C’è stato molto, però, nei contenuti, oltre ai gol di Valverde e Mbappé che finiscono sull’almanacco traducendo, a livello di cifre, un dominio che in sostanza non c’è stato o almeno per un’ora non si era visto.
Bisogna ricordare che alla truppa di Gasp mancavano uomini che nei rispettivi ruoli in un collettivo come quello orobico sono dei valori assoluti, compreso Zaniolo, pur se appena arrivato.

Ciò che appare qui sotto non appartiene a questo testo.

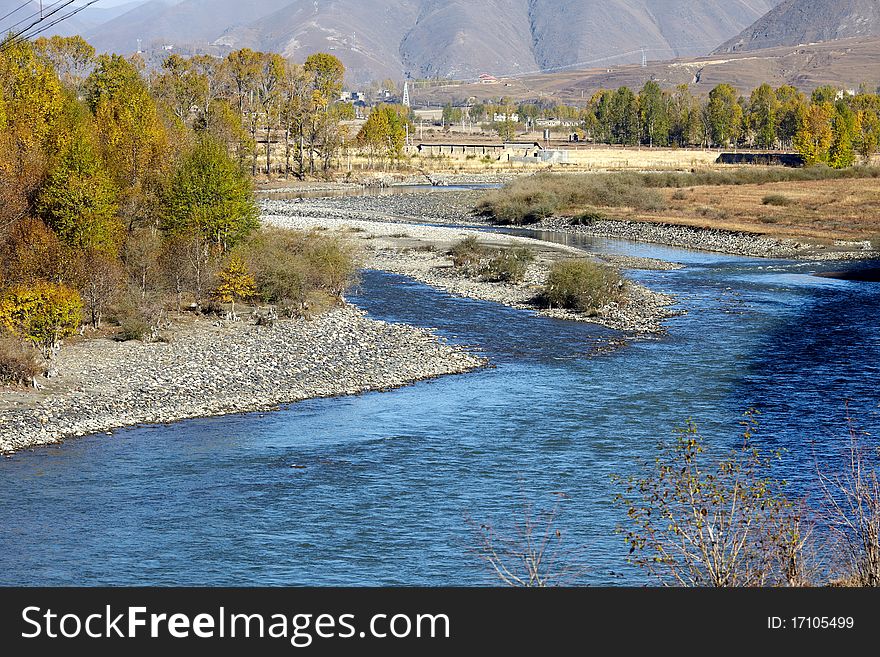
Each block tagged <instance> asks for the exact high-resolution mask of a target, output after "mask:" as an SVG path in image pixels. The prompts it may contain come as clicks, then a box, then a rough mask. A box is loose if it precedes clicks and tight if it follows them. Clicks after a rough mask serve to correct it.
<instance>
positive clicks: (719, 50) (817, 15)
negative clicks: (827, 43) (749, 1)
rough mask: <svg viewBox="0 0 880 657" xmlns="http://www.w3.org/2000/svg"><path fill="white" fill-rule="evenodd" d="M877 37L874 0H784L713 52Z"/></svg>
mask: <svg viewBox="0 0 880 657" xmlns="http://www.w3.org/2000/svg"><path fill="white" fill-rule="evenodd" d="M867 36H880V2H878V1H877V0H785V2H783V3H782V4H780V5H779V6H778V7H776V8H774V9H773V10H771V11H770V12H769V13H767V15H765V16H763V17H762V18H760V19H759V20H758V21H757V22H756V23H755V24H754V25H752V26H751V27H749V28H747V29H746V30H745V31H743V32H742V33H741V34H739V35H738V36H736V37H734V38H733V39H731V40H730V41H727V42H726V43H724V44H723V45H722V46H721V47H720V48H718V49H717V50H716V51H715V52H716V53H729V52H741V51H750V50H760V49H762V48H772V47H775V46H795V45H799V44H807V43H816V42H819V41H831V40H834V39H846V38H850V37H867Z"/></svg>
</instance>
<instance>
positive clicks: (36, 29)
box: [0, 0, 98, 52]
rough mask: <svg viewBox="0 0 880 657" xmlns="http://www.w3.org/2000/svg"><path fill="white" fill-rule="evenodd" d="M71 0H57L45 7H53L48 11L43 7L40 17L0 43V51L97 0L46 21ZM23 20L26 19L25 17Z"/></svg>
mask: <svg viewBox="0 0 880 657" xmlns="http://www.w3.org/2000/svg"><path fill="white" fill-rule="evenodd" d="M73 2H74V0H57V1H56V2H54V3H53V4H51V5H49V7H47V8H46V9H50V8H52V7H55V8H54V9H52V11H50V12H48V13H45V9H44V10H43V11H44V13H43V15H42V17H41V18H39V19H38V20H36V21H34V22H33V23H31V24H30V25H28V26H27V27H25V28H23V29H21V30H19V31H18V32H17V33H15V34H12V35H11V36H9V37H8V38H7V39H6V40H5V41H3V42H2V43H0V52H3V51H4V50H8V49H9V48H11V47H13V46H14V45H16V44H18V43H20V42H21V41H26V40H28V39H32V38H33V37H35V36H37V35H39V34H42V33H43V32H45V31H46V30H48V29H50V28H52V27H54V26H55V25H58V24H59V23H61V22H62V21H65V20H67V19H68V18H70V17H71V16H75V15H76V14H78V13H79V12H81V11H83V10H84V9H87V8H88V7H91V6H92V5H93V4H95V3H96V2H98V0H90V1H89V2H87V3H86V4H84V5H82V6H81V7H77V8H76V9H74V10H73V11H70V12H68V13H66V14H62V15H61V16H58V17H56V18H55V19H53V20H51V21H49V22H48V23H47V22H46V21H47V20H48V19H49V18H51V17H52V16H54V15H55V14H57V13H59V12H60V11H63V10H64V9H66V8H67V7H69V6H70V5H71V4H73ZM56 5H59V6H56ZM36 15H37V14H32V15H31V16H30V17H29V18H33V16H36ZM25 20H27V19H25ZM23 22H24V21H19V22H18V23H16V25H19V24H21V23H23ZM44 23H45V24H44ZM34 28H39V29H36V30H35V29H34Z"/></svg>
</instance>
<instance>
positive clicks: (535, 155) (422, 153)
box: [418, 141, 543, 160]
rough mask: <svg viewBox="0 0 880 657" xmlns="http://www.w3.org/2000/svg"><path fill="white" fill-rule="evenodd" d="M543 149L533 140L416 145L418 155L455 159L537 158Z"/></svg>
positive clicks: (539, 144)
mask: <svg viewBox="0 0 880 657" xmlns="http://www.w3.org/2000/svg"><path fill="white" fill-rule="evenodd" d="M542 150H543V148H542V147H541V145H540V144H539V143H538V142H535V141H522V142H518V141H511V142H503V143H500V144H448V143H422V144H419V145H418V151H419V155H422V156H425V157H451V158H455V159H462V160H464V159H467V158H474V157H477V158H483V157H490V158H493V159H495V160H509V159H511V158H524V157H532V158H536V159H537V158H539V157H540V152H541V151H542Z"/></svg>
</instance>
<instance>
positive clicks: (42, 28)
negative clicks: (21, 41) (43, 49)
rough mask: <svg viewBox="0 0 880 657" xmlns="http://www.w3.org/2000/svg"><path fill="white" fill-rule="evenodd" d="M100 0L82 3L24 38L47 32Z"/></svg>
mask: <svg viewBox="0 0 880 657" xmlns="http://www.w3.org/2000/svg"><path fill="white" fill-rule="evenodd" d="M71 1H72V0H71ZM98 1H99V0H90V1H89V2H87V3H86V4H84V5H82V6H81V7H77V8H76V9H74V10H73V11H71V12H70V13H68V14H64V15H63V16H59V17H58V18H56V19H55V20H54V21H52V22H50V23H47V24H46V25H44V26H42V27H41V28H40V29H39V30H37V31H36V32H32V33H31V34H28V35H27V36H25V37H24V38H26V39H31V38H33V37H35V36H37V35H38V34H42V33H43V32H45V31H46V30H48V29H50V28H52V27H54V26H56V25H58V23H61V22H62V21H66V20H67V19H68V18H70V17H71V16H76V15H77V14H78V13H79V12H81V11H82V10H84V9H88V8H89V7H91V6H92V5H93V4H95V3H96V2H98Z"/></svg>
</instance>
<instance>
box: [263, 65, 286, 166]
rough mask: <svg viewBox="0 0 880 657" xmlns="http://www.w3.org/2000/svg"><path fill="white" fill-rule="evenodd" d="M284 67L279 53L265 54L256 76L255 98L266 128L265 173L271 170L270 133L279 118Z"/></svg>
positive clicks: (271, 135) (280, 114)
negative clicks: (256, 97)
mask: <svg viewBox="0 0 880 657" xmlns="http://www.w3.org/2000/svg"><path fill="white" fill-rule="evenodd" d="M285 68H286V66H285V61H284V58H283V57H281V55H274V54H267V55H264V56H263V57H262V61H261V62H260V68H259V74H258V76H257V100H258V103H259V108H260V111H261V113H262V115H263V120H264V122H265V130H266V175H269V174H270V172H271V170H272V134H273V130H274V129H275V127H276V126H277V124H278V122H279V121H280V118H281V110H282V106H281V104H282V98H283V96H282V93H281V92H282V88H283V84H284V76H285V73H286V71H285Z"/></svg>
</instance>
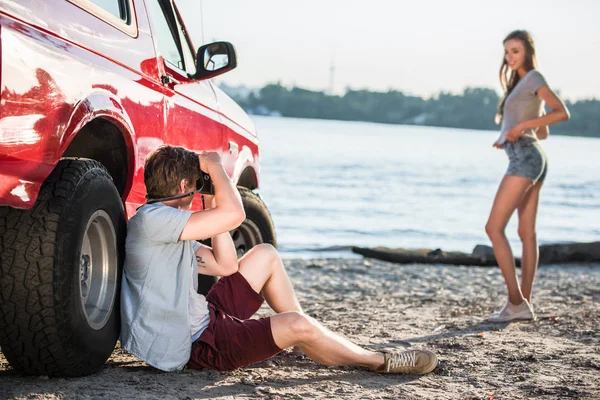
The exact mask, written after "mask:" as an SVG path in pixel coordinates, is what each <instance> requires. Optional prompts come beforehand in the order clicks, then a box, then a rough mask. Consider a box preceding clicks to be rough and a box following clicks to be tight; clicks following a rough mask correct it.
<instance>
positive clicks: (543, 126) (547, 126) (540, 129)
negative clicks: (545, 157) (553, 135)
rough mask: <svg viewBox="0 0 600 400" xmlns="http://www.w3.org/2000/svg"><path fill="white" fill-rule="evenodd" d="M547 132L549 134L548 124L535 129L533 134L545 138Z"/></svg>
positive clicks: (538, 136)
mask: <svg viewBox="0 0 600 400" xmlns="http://www.w3.org/2000/svg"><path fill="white" fill-rule="evenodd" d="M549 134H550V127H549V126H548V125H544V126H540V127H539V128H538V129H537V131H535V135H536V136H537V137H538V139H540V140H544V139H547V138H548V135H549Z"/></svg>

Nell’ultimo terzo di gara, come spesso accade, oltre alle individualità degli avversari – Carvajal sontuoso – ha pesato la caratura mentale, ossia quell’aspetto a metà tra autostima ed esperienza che non si spiega solo con i soldi ma anche col blasone, che però dei soldi è storicamente una conseguenza.
Alla fine, quante altre squadre, non top club a livello europeo, avrebbero saputo tenere il campo con autorevolezza come ha fatto la Dea?